Replay buffers in this setup can draw single transitions or contiguous windows that do not cross terminals. When full or partial trajectories are required, a SliceSampler fits the job; it respects episode boundaries so that temporal computations remain local to each trajectory. The following conceptual helper demonstrates how one would enumerate in-episode windows without crossing terminals.

def windows_within_episodes(done_flags, window):
    idx = 0
    spans = []
    n = len(done_flags)
    while idx < n:
        # find episode segment [ep_start, ep_end], inclusive of terminal
        ep_start = idx
        while idx < n and done_flags[idx].item() == 0:
            idx += 1
        ep_end = idx  # terminal at ep_end
        # generate fixed-size windows fully inside [ep_start, ep_end]
        for s in range(ep_start, ep_end + 1):
            e = s + window
            if e - 1 > ep_end:
                break
            spans.append((s, e))
        idx += 1  # move past terminal
    return spans
# Example: all length-2 windows that never cross episode boundaries
spans = windows_within_episodes(done, window=2)
print(spans)

This mirrors what a trajectory-aware sampler does conceptually. In production you would rely on the built-in SliceSampler so the replay buffer returns contiguous temporal chunks from a single trajectory only.

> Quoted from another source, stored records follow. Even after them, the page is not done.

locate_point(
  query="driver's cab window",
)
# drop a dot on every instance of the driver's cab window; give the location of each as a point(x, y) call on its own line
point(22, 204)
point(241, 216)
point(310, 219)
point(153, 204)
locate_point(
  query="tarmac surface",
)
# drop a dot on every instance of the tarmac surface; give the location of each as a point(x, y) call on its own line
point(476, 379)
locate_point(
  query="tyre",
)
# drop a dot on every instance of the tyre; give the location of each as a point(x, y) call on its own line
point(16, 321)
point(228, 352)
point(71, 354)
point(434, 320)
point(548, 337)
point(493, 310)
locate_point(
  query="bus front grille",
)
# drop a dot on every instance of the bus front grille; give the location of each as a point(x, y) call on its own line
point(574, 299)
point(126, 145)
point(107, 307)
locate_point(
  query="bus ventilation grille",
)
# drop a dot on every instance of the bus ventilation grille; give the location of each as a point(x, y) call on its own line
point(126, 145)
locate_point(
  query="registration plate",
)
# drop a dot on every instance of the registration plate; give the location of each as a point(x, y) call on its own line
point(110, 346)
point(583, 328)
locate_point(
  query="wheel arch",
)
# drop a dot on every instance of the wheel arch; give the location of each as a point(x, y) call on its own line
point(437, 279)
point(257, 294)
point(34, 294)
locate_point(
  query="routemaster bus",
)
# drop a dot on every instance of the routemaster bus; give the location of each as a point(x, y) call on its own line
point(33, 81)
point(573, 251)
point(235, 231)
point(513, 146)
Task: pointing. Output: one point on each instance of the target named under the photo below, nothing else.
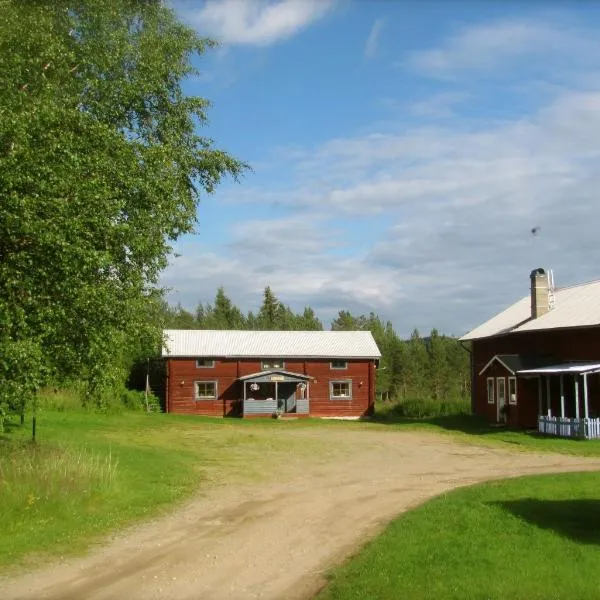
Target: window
(205, 363)
(512, 390)
(340, 390)
(274, 363)
(490, 381)
(339, 364)
(206, 390)
(501, 383)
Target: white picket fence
(564, 427)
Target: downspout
(472, 369)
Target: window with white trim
(490, 382)
(274, 363)
(340, 390)
(205, 390)
(501, 390)
(205, 363)
(338, 364)
(512, 390)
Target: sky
(401, 152)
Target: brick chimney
(540, 293)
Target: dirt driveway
(275, 540)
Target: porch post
(562, 395)
(585, 402)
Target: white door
(501, 397)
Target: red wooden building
(537, 362)
(264, 373)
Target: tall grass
(423, 408)
(32, 474)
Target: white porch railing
(564, 427)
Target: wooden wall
(561, 345)
(182, 373)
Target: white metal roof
(575, 306)
(581, 367)
(269, 344)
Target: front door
(288, 393)
(501, 398)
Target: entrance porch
(274, 393)
(582, 419)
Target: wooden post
(585, 399)
(562, 395)
(244, 400)
(147, 384)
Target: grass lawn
(90, 474)
(530, 538)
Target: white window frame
(197, 395)
(491, 387)
(347, 382)
(338, 368)
(500, 380)
(210, 363)
(267, 365)
(512, 397)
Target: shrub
(136, 400)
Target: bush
(424, 408)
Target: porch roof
(564, 368)
(514, 363)
(267, 376)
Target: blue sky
(401, 153)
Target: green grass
(529, 538)
(474, 430)
(90, 474)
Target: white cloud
(438, 106)
(441, 215)
(254, 22)
(498, 45)
(372, 43)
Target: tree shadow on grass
(469, 424)
(578, 520)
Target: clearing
(276, 538)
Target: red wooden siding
(182, 373)
(576, 344)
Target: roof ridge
(574, 285)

Related building blocks in TorchRL

SliceSampler is designed to sample slices of trajectories safely. Temporal objectives such as GAE illustrate how to operate on stacked trajectories while respecting done/terminated/truncated markers. There are also LLM collectors that can yield full trajectories only, and that capability could be generalized to other collectors.

Why this matters

When using RNNs or any temporally aware model in reinforcement learning, clarity about episode boundaries is essential. Misaligned targets near terminals and windows that cross episodes can silently degrade learning. Correct masking and boundary-aware sampling ensure that stacked batches remain efficient while preserving the integrity of each trajectory.

Takeaways

Stitched batches from collectors are safe to feed into TorchRL objectives because done/terminated/truncated markers prevent cross-episode leakage. DQNLoss workflows write data into a replay buffer and then sample individual steps or within-episode slices, and with a SliceSampler you stay inside a single trajectory. If you implement any bootstrapped target by hand, apply the episodic mask so no computation crosses terminal steps. That is enough to enjoy the efficiency of large batched training without mixing trajectories.